Christmas has been in my thoughts as Frank and I always try to make so many of our gifts. After attending our local Hazel Street Vintage pop up antique store a few weeks ago, I saw so many of those adorable cardboard /paper mache houses that were from the 1940's time period.They were called Christmas Villages, or Glitter Houses, each one unique. I remember you could find them for a couple dollars at yard sales or antique shops. They are now at least, $8-$15.
When I was young, my mother had these, I have no idea where they came from, possibly kits from Japan and a person could decorate each one with, what I think they call Putz Glitter, and sprayed snow on them. They all came out each Christmas and always had a space of honor on top of the television cabinet. Oh yes, tvs used to be a piece of furniture inside a cabinet with doors to hide it.Some of them had lights inside and my sister and I would always put this village out with "bottle brush" antique trees on a bed of rolled out cotton, so it looked like snow. One time we put a mirror underneath the village so it looked like a frozen pond with ice skaters. We also had smaller decorated paper houses that were tree ornaments.
Frank uses his Silouette cutout machine to make decals for his engines and vehicles all the time so I asked him if he could cut out some houses for me.
I went on-line and found an article about a group of ladies that got together and put together a bunch of these houses and provided free patterns using the Silouette so I downloaded the patterns. Off he went and gave me several sheets of different house and church patterns which also included some trees.
After he printed them out, I punched out all the cut out windows, details, even the trees had cut outs. There were little pieces of card stock paper everyplace!!! Then I glued the roofs, steeples, trees together.
The next part of the project was the question, how do you string them together? Too fragile to punch a hole in the roofs. So I just threaded a needle with thread and went through the roofs and made a loop.I crocheted a string of yarn about 6' making a loop at each end so you could hang it on a tree or across a cabinet, like I did in the photos.

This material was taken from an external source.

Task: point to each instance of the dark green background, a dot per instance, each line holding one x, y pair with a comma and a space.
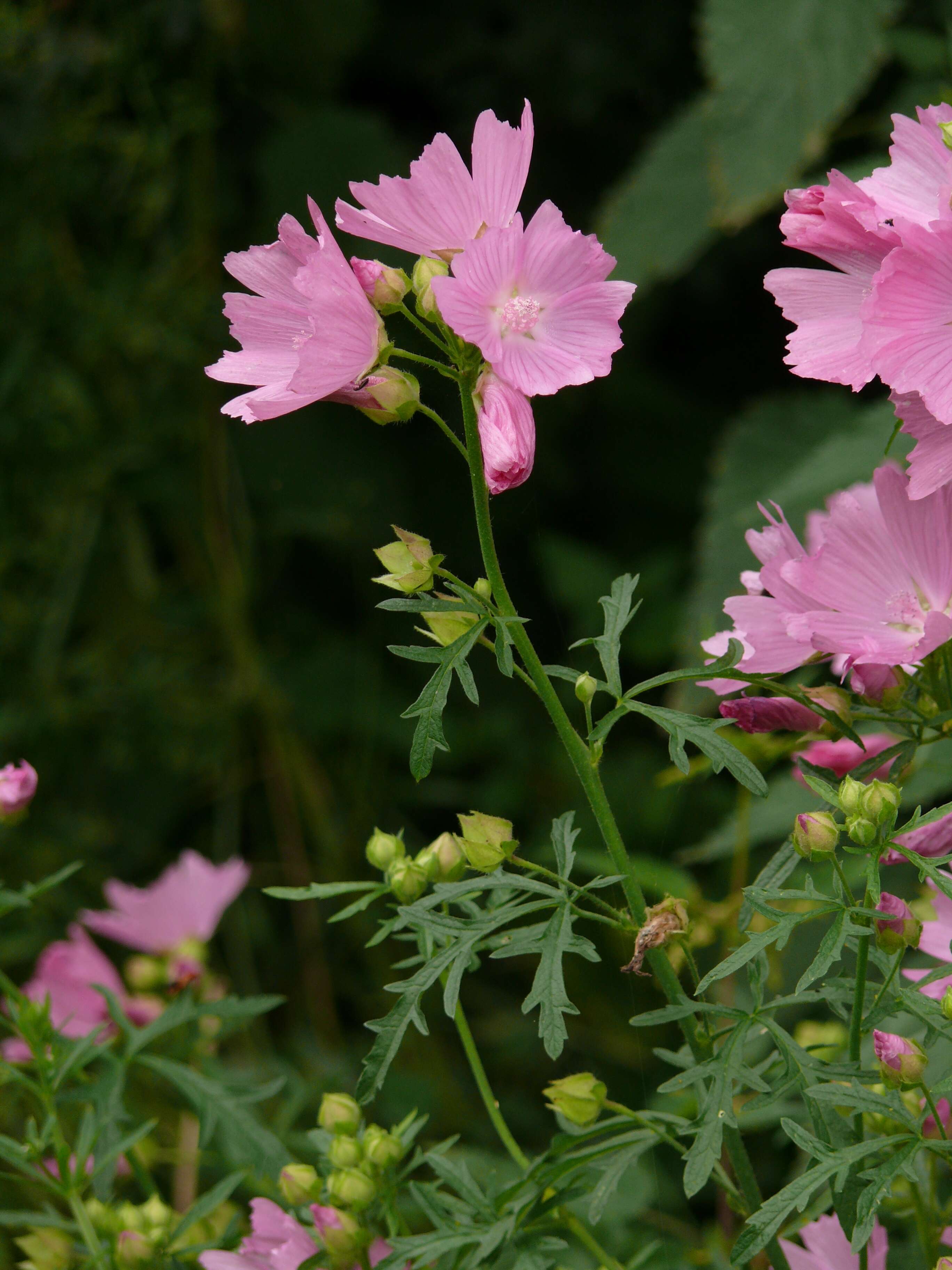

From that point, I took some heavier twine and tied the yarn through the threaded loops on the roofs and also did the same to the top of the trees.
As I laid out the crocheted string, I set up each house, church and tree and measured the distance between each one. I marked it with a pin and then tied each unit to the string completing the banner.
I like it plain, but I think taking the time to put glitter or spray some snow on the roofs would be very cute.